- Loading screen
- Publisher(s): Silicon Joy
- Writer(s): P. Boulton
- Platform(s): ZX Spectrum
- Release: EU: 1984;
- Genre(s): Management simulation
- Mode(s): Single-player

= Grand Prix Manager (1984 video game) =

Grand Prix Manager is a Formula 1 management simulation video game released for the ZX Spectrum in 1984. It was written by P. Boulton and published by Silicon Joy.

==Gameplay==

Screenshot showing sponsorship negotiations

Grand Prix Manager places the player in the role of the manager of a Formula 1 racing team, with the ultimate goal being to reach to highest management rating. This can only be achieved by winning the championship on the hardest difficulty setting.

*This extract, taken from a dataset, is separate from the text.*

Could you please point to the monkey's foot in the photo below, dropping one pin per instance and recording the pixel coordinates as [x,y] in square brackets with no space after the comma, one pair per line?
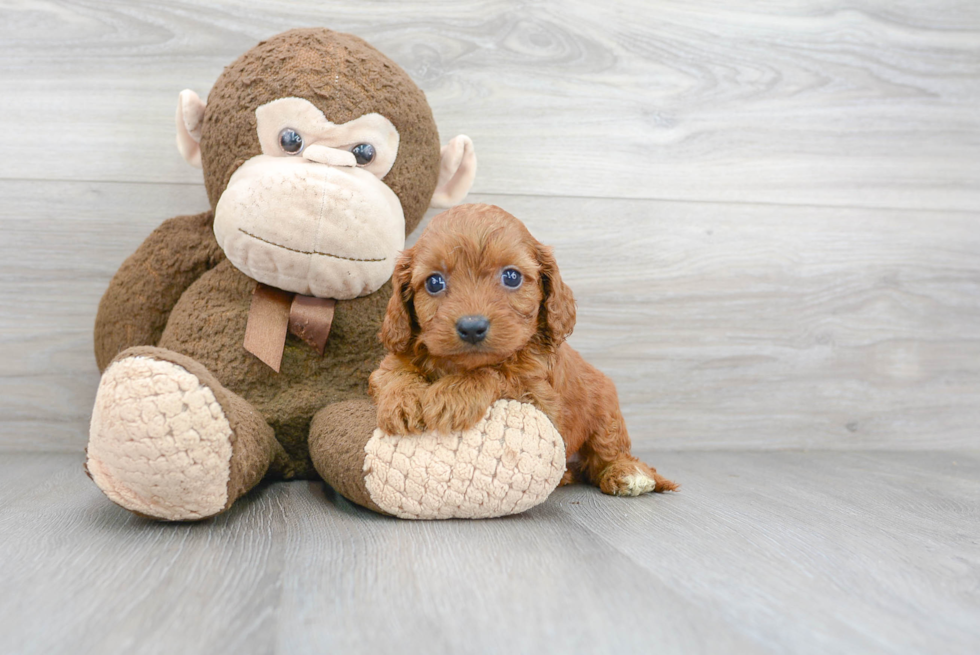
[160,443]
[509,462]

The player can choose how many races to take part in over the course of a season, and after each race the player is presented with a race performance screen, followed by car upgrade options. Revenue is generated through sponsorship, however sponsors will base their investment on their satisfaction with previous race results. This income is used to hire mechanics and a driver from a set list of well-known Formula 1 drivers.

The player makes choices from menu screens regarding aspects of the car such as the tires, depth of tire tread and angle of the rear wing, and is then shown highlights of the race.

==Reception==
Chris Bourne of Sinclair User found the game to be unimpressive, especially as it was from the same publisher as Football Manager. He found the in-race graphics to be motionless. He scored the game 1/10. Sean Cox of Big K was more positive towards the game, giving it a "KK" rating (maximum is "KKK"), and saying that people who enjoyed Football Manager would enjoy this game as well.